How many times have you written something that you felt was wonderful, only to discover that your crit group or the editor of your favorite literary magazine not only didn’t see your work in the same light, they didn’t see any light in it at all? While the input of others can be invaluable, you can’t expect them to fully understand your truth until you’ve fully revealed it in your work. (And another paradox here is that even when you get the work polished, it still won’t please all, and still be viewed as error!)

A first attempt at something rarely yields the best result, and whether you’re learning to bake the best cake in the world, painting a masterpiece, trying to find the most intriguing neighbourhood in Madrid, or working on an award-winning essay, it may take a whole lotta rounds and errors to find the jewel.

Error can bring us to the truth just as frequently as “not error” or the right stuff can. By accepting the paradox in our creative work and our lives, by embracing the shadow portions of ourselves and our work, we allow the truth and /or the greatest of relative truths to shine through.

In this regard, jellyfish can be sundogs, and sundogs can be jellyfish. If we don’t make errors and simply reject (or run from, or punish) error and live in the black and white world of conceptual thought, the binary thinking that makes error wrong and “not error” right, then it’s a lot harder to bask in the light of truth. We might not even understand what the full spectrum of truth is in any given situation until we make errors and grapple with them.

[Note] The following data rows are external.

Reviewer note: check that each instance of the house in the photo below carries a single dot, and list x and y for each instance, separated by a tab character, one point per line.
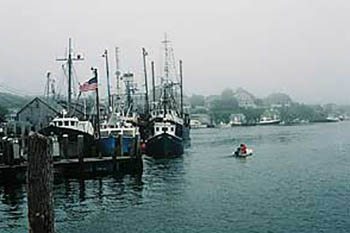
278	100
245	99
39	112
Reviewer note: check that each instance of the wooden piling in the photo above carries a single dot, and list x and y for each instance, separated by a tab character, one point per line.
40	185
9	160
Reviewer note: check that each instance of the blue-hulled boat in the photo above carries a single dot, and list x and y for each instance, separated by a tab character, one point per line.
111	130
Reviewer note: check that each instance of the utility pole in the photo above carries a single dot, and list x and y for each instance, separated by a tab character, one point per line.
105	55
144	53
69	59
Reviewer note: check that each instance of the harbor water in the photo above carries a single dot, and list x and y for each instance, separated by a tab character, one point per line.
298	180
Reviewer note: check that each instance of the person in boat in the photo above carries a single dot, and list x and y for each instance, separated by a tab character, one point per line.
242	149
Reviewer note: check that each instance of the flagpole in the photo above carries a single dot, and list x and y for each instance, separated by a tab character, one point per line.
97	105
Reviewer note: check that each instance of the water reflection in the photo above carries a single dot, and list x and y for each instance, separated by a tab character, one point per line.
12	207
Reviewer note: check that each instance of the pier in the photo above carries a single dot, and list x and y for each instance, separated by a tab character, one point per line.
14	163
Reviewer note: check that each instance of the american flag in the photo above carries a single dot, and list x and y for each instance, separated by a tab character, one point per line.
90	85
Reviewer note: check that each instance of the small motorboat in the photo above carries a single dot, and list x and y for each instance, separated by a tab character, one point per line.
239	153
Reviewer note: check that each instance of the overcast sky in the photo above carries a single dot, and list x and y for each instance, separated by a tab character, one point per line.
299	47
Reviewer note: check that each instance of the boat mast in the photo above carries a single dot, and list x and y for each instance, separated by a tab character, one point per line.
181	90
47	89
165	80
97	105
105	55
69	61
153	83
117	72
144	54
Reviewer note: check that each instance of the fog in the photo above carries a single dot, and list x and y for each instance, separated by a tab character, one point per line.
297	47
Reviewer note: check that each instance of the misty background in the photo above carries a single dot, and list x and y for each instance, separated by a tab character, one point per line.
300	48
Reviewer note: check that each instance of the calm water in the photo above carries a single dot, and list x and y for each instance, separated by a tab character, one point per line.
297	181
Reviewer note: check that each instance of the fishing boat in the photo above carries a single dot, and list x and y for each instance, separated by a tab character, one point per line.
169	126
249	152
118	126
66	124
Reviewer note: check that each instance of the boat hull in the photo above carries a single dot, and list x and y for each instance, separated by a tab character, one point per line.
164	146
272	122
89	141
109	145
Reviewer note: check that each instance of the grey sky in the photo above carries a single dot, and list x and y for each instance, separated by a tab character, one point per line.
300	47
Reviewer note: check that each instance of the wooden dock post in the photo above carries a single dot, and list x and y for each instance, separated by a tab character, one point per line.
9	160
80	152
40	182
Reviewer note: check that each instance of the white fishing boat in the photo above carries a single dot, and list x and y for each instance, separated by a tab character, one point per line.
267	120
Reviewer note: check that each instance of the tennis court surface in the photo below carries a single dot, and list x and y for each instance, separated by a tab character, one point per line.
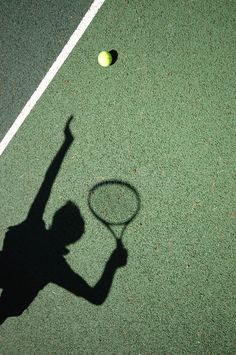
162	121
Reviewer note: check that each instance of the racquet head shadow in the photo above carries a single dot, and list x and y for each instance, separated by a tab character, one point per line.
115	203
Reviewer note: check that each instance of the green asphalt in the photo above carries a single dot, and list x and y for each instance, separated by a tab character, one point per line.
161	118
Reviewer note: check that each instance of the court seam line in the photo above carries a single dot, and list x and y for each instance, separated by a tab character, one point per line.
69	46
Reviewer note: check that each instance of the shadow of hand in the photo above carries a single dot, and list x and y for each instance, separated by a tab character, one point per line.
120	255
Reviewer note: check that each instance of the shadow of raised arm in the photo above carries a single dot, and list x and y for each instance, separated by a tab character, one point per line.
38	206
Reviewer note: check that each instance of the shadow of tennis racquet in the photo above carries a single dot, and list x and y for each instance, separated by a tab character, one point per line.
115	203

Truth is best revealed in prose and poetry, song and music, image and film when an artist has allowed the work to take wrong corners, to miss ingredients, or to accept unorthodox elements. When we seek to  control life with pre-conceived recipes for success or control our creative work with a list of rules, we are rewarded with limited understanding and limited results. Rule-bound thinking results in partial right or “not error”, but not the full-blooded, hearty truth.

Rules are usually applicable, especially in the context of non-negotiables like the Ten Commandants or watertight grammar rules, but the paradox of negotiating error and “not error” is the process that leads to deeper understanding, to truth. Accepting error is an inclusive process, related to the exhortation in my last blog entry to not quitting, to “just keep going.”

I make no claim to have any great grasp of Truth with a capital T, but we all have our own relative truth. This is what we strive to present in our writing, those words that come from the heart. Truth is the arrow released by our best work and it plunges into the soul of the observer. Allow yourself some error - to play with error, to celebrate it, even -  to allow truth to shine from your work.